To day, the Danish nutrition statistics concentrate on either the total supply of food or on consumer statistics, household by household. But in 1985, a survey on the individual nutrition situation was conducted [xv]. However, even this material is biased. For instance, we lack information on privately cultivated vegetables, etc., on the waste during the preparation of meals, on the way meals are cooked/prepared (with more or less butter, oil etc.), and on the waste from each meal. Moreover, out-of-home-eating data for Denmark do not exist, so we have no exact figures on the number, distribution, and organisation of canteens. So to a large extent we have to rely on tentative data to picture the nutrition situation at work in Denmark.
4.1.1 Size of Households
However, precise data on the size of households in Denmark are available, cfr table 7.
Table 7. Danish Population by Size of Household. %. 1950 - 1991
Population in Households | 1950 | 1991 |
1 Person | 5 | 15 |
2 Persons | 17 | 29 |
3 - | 22 | 20 |
4 - | 23 | 23 |
5 _ | 15 | 8 |
6 or more | 8 | 5 |
Total | 100 | 100 |
Households in 1000 | 1.331 | 2.288 |
Average number of persons per household | 3.1 | 2.3 |
Source: Levevilkår i Danmark 1992, (Living Conditions in Denmark, 1992), p 44, table 4.1
From 1950 to 1991, there has been an increase in both the proportion of single households from 5 % to 15 % and of two- persons-households from 17 % to 29 %. One explanation of this development is the growing divorce rate. Another is the long lasting decrease in the number of babies born. Accordingly, larger families will decrease. A third is the wish among young persons to have their own apartement etc. even if there is plenty of space at their folk's home.

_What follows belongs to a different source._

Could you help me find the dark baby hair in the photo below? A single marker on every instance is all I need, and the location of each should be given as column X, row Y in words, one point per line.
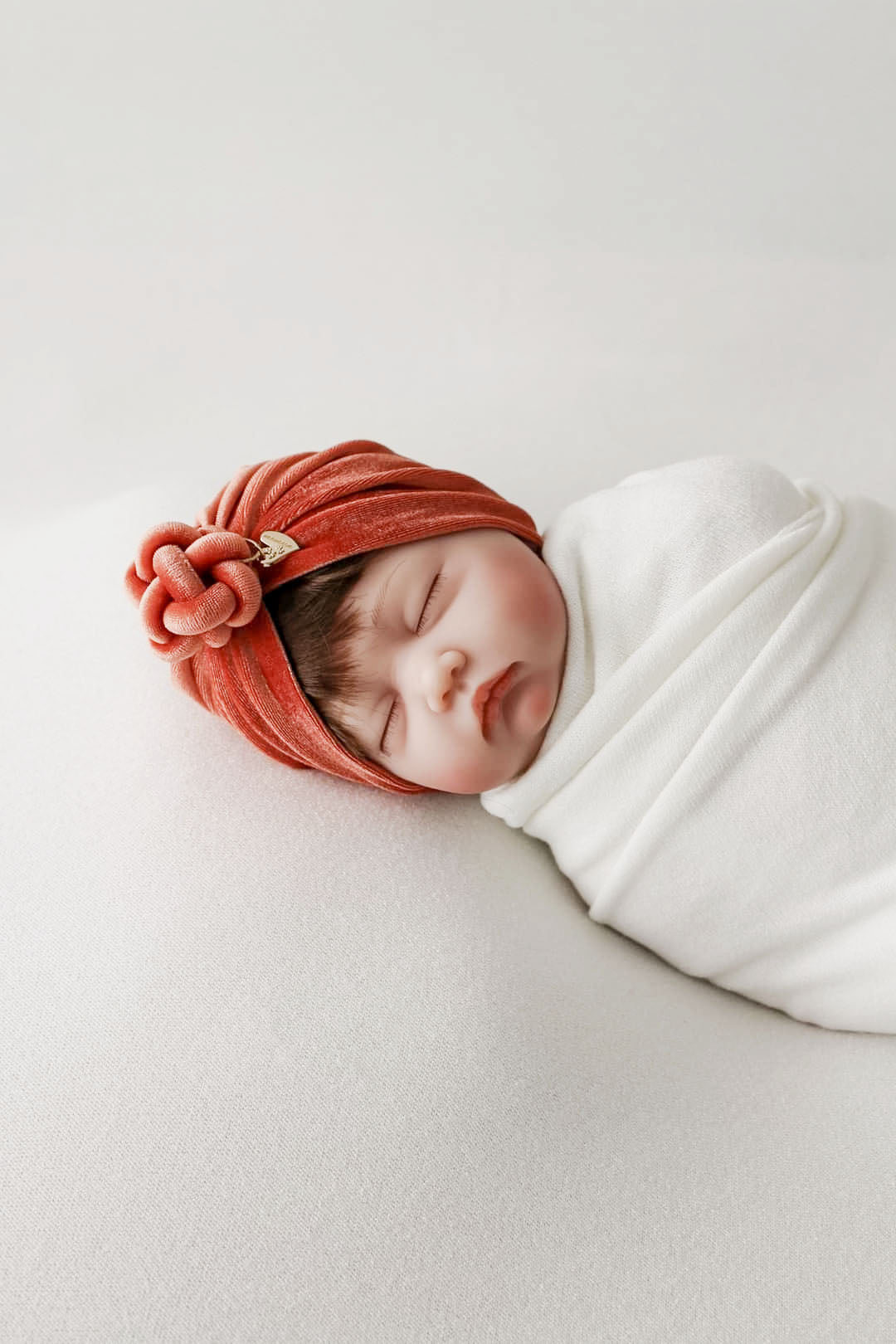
column 316, row 636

For whatever reason, single people with less time available will try to compensate by, among other things, buying food in canteens in stead of cooking it themselves and eating it alone at home.
4.1.2 Out-of-Home-Eating
The Danish "out-of-home-eating" statistics is, as said, spotty. It is, however, estimated that in 1987, the public mass catering sector in Denmark consisted of 16.000 jobs, sold for 7 billions DKK and served between 800.000 and 1.200.000 meals a day [xvi].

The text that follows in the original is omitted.